L’adesione è totalmente volontaria. Al momento della dimissione, l’ospedale consegna ai familiari una lettera informativa; se la proposta viene accettata, il percorso deve attivarsi entro 24 ore dalla conferma della presa in carico.
La forza della rete: 8 RSA coinvolte
Il bando di ATS ha visto l’adesione di otto RSA distribuite uniformemente tra le province di Como e Varese, con Villa Puricelli di Bodio Lomnago nel ruolo di capofila.

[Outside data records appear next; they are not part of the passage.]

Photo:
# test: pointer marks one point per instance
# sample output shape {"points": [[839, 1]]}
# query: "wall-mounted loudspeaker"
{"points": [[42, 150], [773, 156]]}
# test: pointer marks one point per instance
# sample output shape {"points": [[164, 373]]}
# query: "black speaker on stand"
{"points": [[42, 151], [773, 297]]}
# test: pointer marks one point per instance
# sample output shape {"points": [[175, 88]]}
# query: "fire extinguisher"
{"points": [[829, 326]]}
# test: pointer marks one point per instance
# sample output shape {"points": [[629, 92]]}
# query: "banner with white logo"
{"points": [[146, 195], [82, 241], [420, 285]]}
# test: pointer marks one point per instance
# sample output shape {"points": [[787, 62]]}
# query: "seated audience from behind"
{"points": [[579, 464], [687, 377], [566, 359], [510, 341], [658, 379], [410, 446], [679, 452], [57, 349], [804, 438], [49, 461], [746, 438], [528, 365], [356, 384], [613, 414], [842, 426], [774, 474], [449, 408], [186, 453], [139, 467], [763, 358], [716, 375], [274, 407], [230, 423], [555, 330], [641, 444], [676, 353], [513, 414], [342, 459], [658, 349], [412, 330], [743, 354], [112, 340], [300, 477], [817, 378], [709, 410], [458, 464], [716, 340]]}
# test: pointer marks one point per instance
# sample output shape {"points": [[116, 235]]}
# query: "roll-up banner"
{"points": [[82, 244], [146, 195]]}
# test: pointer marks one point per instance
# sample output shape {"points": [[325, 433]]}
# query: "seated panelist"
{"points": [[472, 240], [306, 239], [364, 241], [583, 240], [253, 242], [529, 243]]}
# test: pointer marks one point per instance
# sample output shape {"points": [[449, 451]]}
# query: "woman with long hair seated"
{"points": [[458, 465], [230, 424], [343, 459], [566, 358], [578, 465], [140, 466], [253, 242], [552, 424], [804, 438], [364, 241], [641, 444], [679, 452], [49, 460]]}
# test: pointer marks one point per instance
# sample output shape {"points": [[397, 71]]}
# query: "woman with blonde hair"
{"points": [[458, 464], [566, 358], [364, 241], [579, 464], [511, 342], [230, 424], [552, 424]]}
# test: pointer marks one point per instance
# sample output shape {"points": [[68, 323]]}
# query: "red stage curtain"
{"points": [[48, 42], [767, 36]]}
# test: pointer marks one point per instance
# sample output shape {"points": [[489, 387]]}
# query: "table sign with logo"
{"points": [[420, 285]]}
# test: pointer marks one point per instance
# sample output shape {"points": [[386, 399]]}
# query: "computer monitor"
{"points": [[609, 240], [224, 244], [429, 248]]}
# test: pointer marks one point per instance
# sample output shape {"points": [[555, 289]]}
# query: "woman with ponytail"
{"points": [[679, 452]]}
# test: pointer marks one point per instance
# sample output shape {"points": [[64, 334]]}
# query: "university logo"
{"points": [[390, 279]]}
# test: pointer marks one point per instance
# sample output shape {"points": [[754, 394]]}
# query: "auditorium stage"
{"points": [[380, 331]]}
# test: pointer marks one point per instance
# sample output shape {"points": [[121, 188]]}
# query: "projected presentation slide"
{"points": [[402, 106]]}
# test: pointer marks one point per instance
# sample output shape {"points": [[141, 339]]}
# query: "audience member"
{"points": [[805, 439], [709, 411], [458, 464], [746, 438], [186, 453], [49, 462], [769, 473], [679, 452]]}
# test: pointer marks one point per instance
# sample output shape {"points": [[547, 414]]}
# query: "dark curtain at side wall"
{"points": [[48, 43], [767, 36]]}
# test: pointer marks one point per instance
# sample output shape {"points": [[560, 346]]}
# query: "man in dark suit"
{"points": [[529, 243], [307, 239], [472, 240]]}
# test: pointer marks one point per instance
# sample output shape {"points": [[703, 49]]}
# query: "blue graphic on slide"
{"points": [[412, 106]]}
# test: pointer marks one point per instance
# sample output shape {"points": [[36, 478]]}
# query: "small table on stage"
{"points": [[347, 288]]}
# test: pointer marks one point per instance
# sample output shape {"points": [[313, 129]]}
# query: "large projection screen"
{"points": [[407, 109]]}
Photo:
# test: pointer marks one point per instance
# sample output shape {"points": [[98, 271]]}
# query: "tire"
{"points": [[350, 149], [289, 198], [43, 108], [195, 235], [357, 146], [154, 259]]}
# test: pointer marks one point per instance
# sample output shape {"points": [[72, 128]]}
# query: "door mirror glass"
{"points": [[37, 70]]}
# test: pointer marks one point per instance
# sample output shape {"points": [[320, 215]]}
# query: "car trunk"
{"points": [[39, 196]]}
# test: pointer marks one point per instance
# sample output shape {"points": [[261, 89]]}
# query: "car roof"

Salvatore Gioia, Direttore Generale dell’Agenzia, ha sottolineato il valore della rete territoriale: “La forza di questo progetto è la risposta tempestiva alle esigenze emergenti. I primi tre pazienti sono già stati inseriti in questi giorni”.
Sulla stessa linea Luca Trama, direttore de “La Provvidenza” e presidente UNEBA Varese: “Abbiamo scritto un capitolo nuovo nella collaborazione tra sociosanitario e ospedali. Non lasciamo soli i pazienti in un momento tanto delicato”.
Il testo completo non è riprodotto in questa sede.